Dengue fever, often termed "breakbone fever" due to its severe muscle and joint pain, is a rapidly spreading viral disease primarily found in tropical and subtropical regions. It is caused by the dengue virus, which belongs to the Flavivirus genus. This virus is transmitted to humans through the bites of infected Aedes mosquitoes, mainly Aedes aegypti and Aedes albopictus. These mosquitoes thrive in urban areas with stagnant water, such as uncovered water containers and clogged gutters, where they lay their eggs.

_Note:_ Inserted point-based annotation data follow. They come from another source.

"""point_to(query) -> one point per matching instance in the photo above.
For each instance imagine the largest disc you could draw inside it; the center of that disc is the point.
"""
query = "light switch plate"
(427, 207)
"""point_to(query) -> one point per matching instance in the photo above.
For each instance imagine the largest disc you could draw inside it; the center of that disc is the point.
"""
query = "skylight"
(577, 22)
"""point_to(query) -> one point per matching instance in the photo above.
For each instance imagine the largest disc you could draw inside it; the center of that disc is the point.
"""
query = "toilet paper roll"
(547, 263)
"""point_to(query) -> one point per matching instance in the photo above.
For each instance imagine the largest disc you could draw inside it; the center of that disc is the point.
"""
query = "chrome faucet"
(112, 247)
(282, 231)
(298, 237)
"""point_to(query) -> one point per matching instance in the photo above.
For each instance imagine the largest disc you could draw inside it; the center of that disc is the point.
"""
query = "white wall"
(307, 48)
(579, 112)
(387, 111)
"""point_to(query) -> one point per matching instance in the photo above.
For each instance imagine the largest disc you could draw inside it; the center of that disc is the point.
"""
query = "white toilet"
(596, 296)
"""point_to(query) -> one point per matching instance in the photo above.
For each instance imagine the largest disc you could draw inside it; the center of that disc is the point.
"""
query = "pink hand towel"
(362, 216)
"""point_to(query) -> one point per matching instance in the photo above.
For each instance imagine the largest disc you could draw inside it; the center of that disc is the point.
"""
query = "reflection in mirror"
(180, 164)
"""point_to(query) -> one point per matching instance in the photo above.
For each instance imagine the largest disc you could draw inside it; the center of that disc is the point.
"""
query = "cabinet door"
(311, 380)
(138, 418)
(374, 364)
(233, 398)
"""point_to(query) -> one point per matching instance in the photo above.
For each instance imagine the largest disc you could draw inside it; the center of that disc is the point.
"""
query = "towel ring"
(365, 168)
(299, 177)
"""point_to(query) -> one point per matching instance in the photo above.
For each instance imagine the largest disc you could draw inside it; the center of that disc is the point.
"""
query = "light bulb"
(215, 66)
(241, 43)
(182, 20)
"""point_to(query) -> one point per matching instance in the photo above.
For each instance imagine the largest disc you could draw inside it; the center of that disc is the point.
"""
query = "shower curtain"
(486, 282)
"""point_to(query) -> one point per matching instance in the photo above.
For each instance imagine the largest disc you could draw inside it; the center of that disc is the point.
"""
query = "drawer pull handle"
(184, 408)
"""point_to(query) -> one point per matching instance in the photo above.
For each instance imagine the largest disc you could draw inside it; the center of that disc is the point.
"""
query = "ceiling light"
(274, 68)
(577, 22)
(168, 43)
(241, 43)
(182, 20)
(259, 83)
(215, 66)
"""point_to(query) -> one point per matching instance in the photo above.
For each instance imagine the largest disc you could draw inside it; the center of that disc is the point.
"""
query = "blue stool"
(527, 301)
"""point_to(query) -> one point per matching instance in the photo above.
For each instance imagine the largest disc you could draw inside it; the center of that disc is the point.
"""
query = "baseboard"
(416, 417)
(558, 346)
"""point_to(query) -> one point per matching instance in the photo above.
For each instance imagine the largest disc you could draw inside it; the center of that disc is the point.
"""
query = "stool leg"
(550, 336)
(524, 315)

Over the past decades, dengue has become a significant public health concern, especially in densely populated areas where controlling mosquito populations is challenging.

Causes of Dengue Fever

  • Vector: The primary carriers of the dengue virus are Aedes mosquitoes, particularly Aedes aegypti and Aedes albopictus.
  • Breeding Habits: These mosquitoes breed in stagnant water, which is often found in containers such as flower pots, old tires, and water storage units.
  • Peak Activity: They are most active during the early morning and late afternoon, which increases the risk of transmission during these times.
  • Transmission Cycle: The virus is transmitted when an infected mosquito bites a human, allowing the virus to enter the bloodstream and cause infection.
  • Environmental Factors: Urbanization, climate change, and human activity contribute to the spread of the mosquito population, enhancing the transmission of dengue.

Symptoms of Dengue Fever

  • Fever: High fever, often up to 104°F (40°C).
  • Pain: Severe headache, pain behind the eyes, and joint and muscle pain.
  • Rash: Skin rash that may appear a few days after the onset of fever.
  • Bleeding: Mild bleeding symptoms such as nose or gum bleeding.
  • Severe Symptoms: In severe cases, symptoms can escalate to serious conditions like DHF or DSS, characterized by severe abdominal pain, persistent vomiting, rapid breathing, and signs of bleeding.

Remedies and Treatment

  • Symptom Relief: No specific antiviral treatment is available, so management focuses on relieving symptoms.
    • Use pain relievers like acetaminophen (Tylenol) for fever and pain.
    • Avoid NSAIDs such as aspirin or ibuprofen due to the risk of bleeding.
  • Hydration: Maintain proper fluid intake to prevent dehydration.
  • Medical Care: For severe cases, hospitalization may be necessary for monitoring and treating symptoms.
    • Fluid management is critical to prevent complications.
    • Access to care from physicians experienced in managing severe dengue can be lifesaving.

Prevention Strategies

  • Eliminate Breeding Sites: Remove standing water around homes where mosquitoes can breed.
    • Empty, clean, or cover containers that can hold water, such as flower pots and buckets.
  • Protective Measures: Use mosquito repellents and wear long-sleeved clothing.
    • Install screens on windows and doors to keep mosquitoes out.
    • Use mosquito nets, especially for sleeping.
  • Community Efforts: Participate in public health campaigns to raise awareness and reduce mosquito breeding.
  • Vaccination: In areas with high dengue prevalence, vaccines like Dengvaxia can be used for those with a prior infection to reduce the severity of future infections.